Advertising Costs, Policy [Policy Text Block]

ADVERTISING

Costs incurred for producing, publishing and advertising of the Company are charged to operations as incurred. The Company has entered into cooperative advertising agreements with its major clients that specifically indicated that the client has to spend the cooperative advertising fund upon the occurrence of mutually agreed events. The percentage of the cooperative advertising allowance ranges from 2% to 5% of the clients’ inventory purchases. The clients have to advertise the Company's products in the client's catalog, local newspaper and other advertising media. The client must submit the proof of the performance (such as a copy of the advertising showing the Company’s products) to the Company to request for the allowance. The client does not have the ability to spend the allowance at their discretion. The Company believes that the identifiable benefit from the cooperative advertising program and the fair value of the advertising benefit is equal or greater than the cooperative advertising expense. Advertising expense for the three months ended December 31, 2012 and 2011 was $806,920 and $396,159 respectively. Advertising expense for the nine months ended December 31, 2012 and 2011 was $1,666,056 and $1,005,122, respectively.
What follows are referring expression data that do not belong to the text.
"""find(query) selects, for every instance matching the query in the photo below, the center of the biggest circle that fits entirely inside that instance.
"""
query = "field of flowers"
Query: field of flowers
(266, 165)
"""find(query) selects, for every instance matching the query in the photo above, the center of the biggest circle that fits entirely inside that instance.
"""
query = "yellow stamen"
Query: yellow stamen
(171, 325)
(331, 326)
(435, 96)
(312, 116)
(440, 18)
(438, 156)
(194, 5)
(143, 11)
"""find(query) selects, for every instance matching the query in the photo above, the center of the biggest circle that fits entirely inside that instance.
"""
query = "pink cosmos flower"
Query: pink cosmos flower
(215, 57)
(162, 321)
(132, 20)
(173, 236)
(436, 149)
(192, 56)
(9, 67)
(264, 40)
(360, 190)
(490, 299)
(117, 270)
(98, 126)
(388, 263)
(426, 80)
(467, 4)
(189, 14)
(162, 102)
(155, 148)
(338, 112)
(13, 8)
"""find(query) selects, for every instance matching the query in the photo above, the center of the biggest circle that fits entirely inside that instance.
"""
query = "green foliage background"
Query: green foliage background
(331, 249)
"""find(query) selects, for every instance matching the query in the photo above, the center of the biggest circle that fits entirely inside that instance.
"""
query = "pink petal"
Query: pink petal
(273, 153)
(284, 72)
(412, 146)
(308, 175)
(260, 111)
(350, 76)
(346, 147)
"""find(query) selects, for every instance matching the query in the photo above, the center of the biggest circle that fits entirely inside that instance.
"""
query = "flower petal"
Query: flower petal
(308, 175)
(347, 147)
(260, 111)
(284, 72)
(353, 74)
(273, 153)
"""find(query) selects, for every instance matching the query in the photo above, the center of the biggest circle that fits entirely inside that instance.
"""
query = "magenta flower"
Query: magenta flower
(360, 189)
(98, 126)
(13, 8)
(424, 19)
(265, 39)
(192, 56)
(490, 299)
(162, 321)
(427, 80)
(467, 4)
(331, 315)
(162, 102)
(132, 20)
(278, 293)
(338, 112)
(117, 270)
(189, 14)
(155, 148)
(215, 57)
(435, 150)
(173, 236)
Research and Development Expense, Policy [Policy Text Block]

RESEARCH AND DEVELOPMENT COSTS

All research and development costs are charged to results of operations as incurred. These expenses are shown as a component of selling, general and administrative expenses in the condensed consolidated statements of operations. For the three months ended December 31, 2012 and 2011, these amounts totaled $38,000 and $41,162, respectively. For the nine months ended December 31, 2012 and 2011, these amounts totaled $71,240 and $65,996, respectively.

Fair Value of Financial Instruments, Policy [Policy Text Block]

FAIR VALUE OF FINANCIAL INSTRUMENTS

We have adopted FASB ASC 825, which requires disclosures of information about the fair value of certain financial instruments for which it is practicable to estimate that value. For purposes of this disclosure, the fair value of a financial instrument is the amount at which the instrument could be exchanged in a current transaction between willing parties, other than in a forced sale or liquidation.

 

The carrying amounts of the Company's short-term financial instruments, including accounts receivable, accounts payable, obligations to customers for returns and allowances, warranty provision, accrued expenses and net due to related parties approximates fair value due to the relatively short period to maturity for these instruments.

Recent Accounting Pronouncements [Policy Text Block]

RECENT ACCOUNTING PRONOUNCEMENTS

In December 2011, the FASB issued ASU 2011-11, regarding disclosures about offsetting assets and liabilities. This update requires entities to disclose both gross and net information about instruments and transactions eligible for offset in the statement of financial position and instruments and transactions subject to an agreement similar to a master netting arrangement. Disclosures are required for derivatives, sale and repurchase agreements and reverse sale and repurchase agreements, and securities borrowing and securities lending arrangements. This update is effective for annual reporting periods beginning on or after January 1, 2013, and interim periods within those annual periods. The Company does not expect the adoption of ASU 2011-11 to have any impact on its condensed consolidated financial statements.